Almost a monotone of blues contrasted with the gold and the freedom in the brushwork ...this had me thinking of El Greco.... the-times-are-a-changing..... perfection isn't here it never will be.... time is inexorable.

I did not know of this artists work before ...another good thing about this exhibition. .......

......and then, WHACK... in 1507 there was Titian.

Everything seems to come together into a cohesive amalgam of rightness.
There are no dubious bits here; only an expression of an absporption of all that had technically gone before as well as a philosophic understanding of the present state and a capacity to reveal it.
This is what art is.
Here we see space sliding diagonally, sfumato for directional and compositional effects, colour and tone for the same and brush / paint handling..... bliss!  

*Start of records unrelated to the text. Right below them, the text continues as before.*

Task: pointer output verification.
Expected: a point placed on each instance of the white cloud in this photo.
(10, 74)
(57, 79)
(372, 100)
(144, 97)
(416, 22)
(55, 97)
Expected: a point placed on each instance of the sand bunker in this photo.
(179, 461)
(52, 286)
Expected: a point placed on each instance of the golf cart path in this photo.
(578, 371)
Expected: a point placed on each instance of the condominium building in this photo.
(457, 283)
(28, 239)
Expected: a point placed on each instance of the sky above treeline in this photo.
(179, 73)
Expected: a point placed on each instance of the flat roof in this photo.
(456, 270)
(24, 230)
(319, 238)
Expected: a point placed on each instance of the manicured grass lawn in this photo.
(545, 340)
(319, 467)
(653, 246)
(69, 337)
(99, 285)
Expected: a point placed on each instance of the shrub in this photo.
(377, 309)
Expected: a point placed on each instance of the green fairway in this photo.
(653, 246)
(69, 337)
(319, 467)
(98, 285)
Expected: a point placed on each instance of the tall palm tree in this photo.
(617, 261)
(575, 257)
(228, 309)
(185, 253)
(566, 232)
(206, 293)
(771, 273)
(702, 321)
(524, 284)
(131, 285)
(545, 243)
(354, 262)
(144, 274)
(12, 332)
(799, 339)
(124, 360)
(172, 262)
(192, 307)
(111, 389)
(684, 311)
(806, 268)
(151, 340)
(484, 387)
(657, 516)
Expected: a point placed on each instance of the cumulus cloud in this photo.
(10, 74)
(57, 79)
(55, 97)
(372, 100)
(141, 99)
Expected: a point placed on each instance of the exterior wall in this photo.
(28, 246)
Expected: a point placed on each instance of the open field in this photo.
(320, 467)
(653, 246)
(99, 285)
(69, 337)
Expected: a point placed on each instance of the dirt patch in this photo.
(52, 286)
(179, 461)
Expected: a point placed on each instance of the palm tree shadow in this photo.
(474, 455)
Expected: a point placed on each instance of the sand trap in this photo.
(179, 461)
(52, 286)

And then came a summation in Moroni (Mrs. Wombat's "new favourite painter"... I don't think he'll really throw over Delacroix though...) 
1550, all that had had been learnt and was now being put to use for the emerging middle class ... no saints here.. just occasional patrons, even if somewhat doubtful as to their place in history and the veracity of the artist.
Beautiful portraiture, just beautiful.

A terrific exhibition... and ta to Hayley at the boarding desk at Virgin Airlines for limiting our time from sitting in Canberra Airport waiting to fly back to Melbourne from four hours to 20 minutes... mwaaah
To the young couple, particularly, in the exhibition, who looked like they should have been at a football match... forget the notes supplied ... look at the works for more than 15 seconds.... allow you emotions and humanity to be engaged in a one to one ...for once; it will only be of benefit.
You weren't the only ones but were the worst "clocked" during a sit down break. 
One other thing was very noticeable .... there were no cameras: not even surreptitious mobiles! I've never checked the NGA's policy on that but it did make for a more relaxed viewing than some people provided in the Louvre.